A chapter in Technology-Driven Transformation, 2025, pp 187-203 from Springer

Abstract: Abstract The adoption pace of Generative Artificial Intelligence (GAI) is swift, yet the factors specifically affecting GAI acceptance remain underexplored. Building on the long-standing tradition within information systems to elucidate technology acceptance, this paper adopts an exploratory approach given the novelty of GAI. An interview study involving thirteen experienced digital leaders from established companies has been conducted to understand GAI acceptance among human agents. The inquiry has led to developing the GAI Acceptance Model (GAIAM), which highlights trust, hedonic motivation, convenience, efficiency, and effectiveness as antecedent factors.
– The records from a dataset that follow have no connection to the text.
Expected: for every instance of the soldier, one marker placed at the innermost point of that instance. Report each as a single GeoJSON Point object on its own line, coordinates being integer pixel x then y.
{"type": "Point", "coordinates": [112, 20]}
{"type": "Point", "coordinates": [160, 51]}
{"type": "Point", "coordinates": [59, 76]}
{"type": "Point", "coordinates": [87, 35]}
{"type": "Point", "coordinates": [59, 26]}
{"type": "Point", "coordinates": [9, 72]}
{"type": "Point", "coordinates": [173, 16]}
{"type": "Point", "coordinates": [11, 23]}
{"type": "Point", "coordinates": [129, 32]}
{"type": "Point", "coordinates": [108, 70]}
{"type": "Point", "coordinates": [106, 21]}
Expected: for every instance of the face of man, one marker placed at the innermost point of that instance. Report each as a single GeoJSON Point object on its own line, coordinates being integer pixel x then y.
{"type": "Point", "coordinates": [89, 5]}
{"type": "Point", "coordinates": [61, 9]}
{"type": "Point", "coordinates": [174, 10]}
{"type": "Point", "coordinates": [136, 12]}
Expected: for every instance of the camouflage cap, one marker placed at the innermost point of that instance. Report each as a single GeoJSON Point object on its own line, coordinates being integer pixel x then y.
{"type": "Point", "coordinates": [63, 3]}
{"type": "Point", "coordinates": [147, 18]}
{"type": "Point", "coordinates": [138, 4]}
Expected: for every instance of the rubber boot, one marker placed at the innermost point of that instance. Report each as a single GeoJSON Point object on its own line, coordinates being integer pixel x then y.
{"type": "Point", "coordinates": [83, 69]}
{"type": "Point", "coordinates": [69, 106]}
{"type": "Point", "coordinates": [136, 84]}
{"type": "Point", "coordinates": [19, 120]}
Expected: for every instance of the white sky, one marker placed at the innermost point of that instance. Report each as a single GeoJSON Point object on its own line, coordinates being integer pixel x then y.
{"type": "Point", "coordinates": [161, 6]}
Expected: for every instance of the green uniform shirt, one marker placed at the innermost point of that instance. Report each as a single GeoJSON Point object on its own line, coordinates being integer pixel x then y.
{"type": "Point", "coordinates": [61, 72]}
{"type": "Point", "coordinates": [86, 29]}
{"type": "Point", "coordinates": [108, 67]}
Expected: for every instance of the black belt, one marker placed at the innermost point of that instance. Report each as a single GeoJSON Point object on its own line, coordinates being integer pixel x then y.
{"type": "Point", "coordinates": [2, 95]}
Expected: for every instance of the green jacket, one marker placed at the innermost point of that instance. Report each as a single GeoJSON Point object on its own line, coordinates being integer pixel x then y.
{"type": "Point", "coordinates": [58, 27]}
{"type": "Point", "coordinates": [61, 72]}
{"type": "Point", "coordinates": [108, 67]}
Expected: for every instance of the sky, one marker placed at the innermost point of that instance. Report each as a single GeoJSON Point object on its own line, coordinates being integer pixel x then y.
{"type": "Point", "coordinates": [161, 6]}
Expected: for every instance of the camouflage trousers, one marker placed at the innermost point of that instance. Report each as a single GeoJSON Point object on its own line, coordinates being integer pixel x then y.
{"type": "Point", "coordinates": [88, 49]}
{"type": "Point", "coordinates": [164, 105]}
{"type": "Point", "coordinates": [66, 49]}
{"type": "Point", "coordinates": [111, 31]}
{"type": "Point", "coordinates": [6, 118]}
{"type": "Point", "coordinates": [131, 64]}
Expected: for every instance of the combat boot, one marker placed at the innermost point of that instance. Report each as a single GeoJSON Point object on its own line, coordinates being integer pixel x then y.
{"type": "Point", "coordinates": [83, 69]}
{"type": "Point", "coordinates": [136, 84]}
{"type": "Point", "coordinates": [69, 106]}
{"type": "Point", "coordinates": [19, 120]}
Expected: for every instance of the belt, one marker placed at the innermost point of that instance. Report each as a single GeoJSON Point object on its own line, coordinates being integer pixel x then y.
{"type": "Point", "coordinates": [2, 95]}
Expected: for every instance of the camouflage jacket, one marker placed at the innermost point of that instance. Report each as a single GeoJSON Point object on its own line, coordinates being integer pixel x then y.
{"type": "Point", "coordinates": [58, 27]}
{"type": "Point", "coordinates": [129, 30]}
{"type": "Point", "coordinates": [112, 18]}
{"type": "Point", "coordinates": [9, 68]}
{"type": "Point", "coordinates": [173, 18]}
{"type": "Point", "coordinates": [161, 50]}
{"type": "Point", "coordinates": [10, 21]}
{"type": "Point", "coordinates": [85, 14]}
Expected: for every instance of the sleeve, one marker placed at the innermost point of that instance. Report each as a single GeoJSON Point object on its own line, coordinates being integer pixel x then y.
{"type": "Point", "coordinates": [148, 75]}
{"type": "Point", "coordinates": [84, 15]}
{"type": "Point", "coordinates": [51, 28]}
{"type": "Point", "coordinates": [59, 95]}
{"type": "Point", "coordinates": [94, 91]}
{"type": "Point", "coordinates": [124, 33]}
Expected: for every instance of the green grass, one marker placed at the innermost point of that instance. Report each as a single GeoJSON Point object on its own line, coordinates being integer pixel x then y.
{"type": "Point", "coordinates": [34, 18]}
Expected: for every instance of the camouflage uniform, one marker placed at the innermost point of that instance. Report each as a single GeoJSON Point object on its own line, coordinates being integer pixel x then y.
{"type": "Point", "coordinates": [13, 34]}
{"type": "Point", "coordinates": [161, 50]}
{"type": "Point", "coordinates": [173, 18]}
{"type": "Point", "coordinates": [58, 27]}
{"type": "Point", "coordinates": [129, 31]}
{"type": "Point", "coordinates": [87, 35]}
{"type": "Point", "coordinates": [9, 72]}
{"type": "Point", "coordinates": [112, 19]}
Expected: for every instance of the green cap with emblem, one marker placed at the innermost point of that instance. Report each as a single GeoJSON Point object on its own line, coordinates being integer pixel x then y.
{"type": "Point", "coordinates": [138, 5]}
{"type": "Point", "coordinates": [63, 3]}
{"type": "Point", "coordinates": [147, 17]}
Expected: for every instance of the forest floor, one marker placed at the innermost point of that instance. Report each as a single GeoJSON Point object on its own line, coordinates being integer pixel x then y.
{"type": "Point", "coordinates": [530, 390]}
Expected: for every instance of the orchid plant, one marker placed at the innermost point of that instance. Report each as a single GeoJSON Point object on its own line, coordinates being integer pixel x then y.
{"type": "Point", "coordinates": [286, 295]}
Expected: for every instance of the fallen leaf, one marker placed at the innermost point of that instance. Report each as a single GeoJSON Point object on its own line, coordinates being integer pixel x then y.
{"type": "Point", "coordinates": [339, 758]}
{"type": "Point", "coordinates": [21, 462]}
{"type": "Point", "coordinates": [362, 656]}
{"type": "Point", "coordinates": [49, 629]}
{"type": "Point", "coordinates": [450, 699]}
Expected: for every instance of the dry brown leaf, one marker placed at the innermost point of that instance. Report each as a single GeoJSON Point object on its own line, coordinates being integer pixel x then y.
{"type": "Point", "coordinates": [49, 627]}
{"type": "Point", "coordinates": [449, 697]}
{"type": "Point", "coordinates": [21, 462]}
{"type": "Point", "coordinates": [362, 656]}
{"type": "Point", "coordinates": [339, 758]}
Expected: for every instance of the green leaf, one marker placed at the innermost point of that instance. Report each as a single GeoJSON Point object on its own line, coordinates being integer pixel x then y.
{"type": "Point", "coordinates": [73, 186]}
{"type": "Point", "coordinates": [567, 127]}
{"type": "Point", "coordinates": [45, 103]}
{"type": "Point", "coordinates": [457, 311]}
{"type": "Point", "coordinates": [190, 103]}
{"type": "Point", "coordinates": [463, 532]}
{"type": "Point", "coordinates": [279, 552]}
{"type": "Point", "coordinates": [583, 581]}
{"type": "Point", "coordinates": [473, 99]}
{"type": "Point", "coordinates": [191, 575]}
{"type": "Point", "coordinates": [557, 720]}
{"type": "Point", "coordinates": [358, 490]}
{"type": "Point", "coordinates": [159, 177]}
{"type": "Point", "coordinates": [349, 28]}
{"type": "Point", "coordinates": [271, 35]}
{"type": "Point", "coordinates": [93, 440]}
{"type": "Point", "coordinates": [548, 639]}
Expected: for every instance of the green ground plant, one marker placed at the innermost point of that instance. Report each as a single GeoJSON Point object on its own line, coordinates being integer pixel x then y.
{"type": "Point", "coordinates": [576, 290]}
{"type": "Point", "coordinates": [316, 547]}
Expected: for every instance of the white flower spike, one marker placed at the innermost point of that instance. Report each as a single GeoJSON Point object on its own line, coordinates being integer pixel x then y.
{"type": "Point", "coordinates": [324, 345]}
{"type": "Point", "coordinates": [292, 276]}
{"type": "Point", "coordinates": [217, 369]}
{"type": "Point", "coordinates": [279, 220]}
The proposed model demonstrates that performance expectancy and perceived value creation, influenced by context factors, serve as appraisals that ultimately lead to behavioral intention and usage intensity. GAIAM may serve as an initial model for grounding the acceptance of GAI at an individual level of analysis and encourages further research in this area. Additionally, the hypothesized model provides practitioners with guidance on which levers they can proactively manage to increase the intensity of GAI usage among human agents.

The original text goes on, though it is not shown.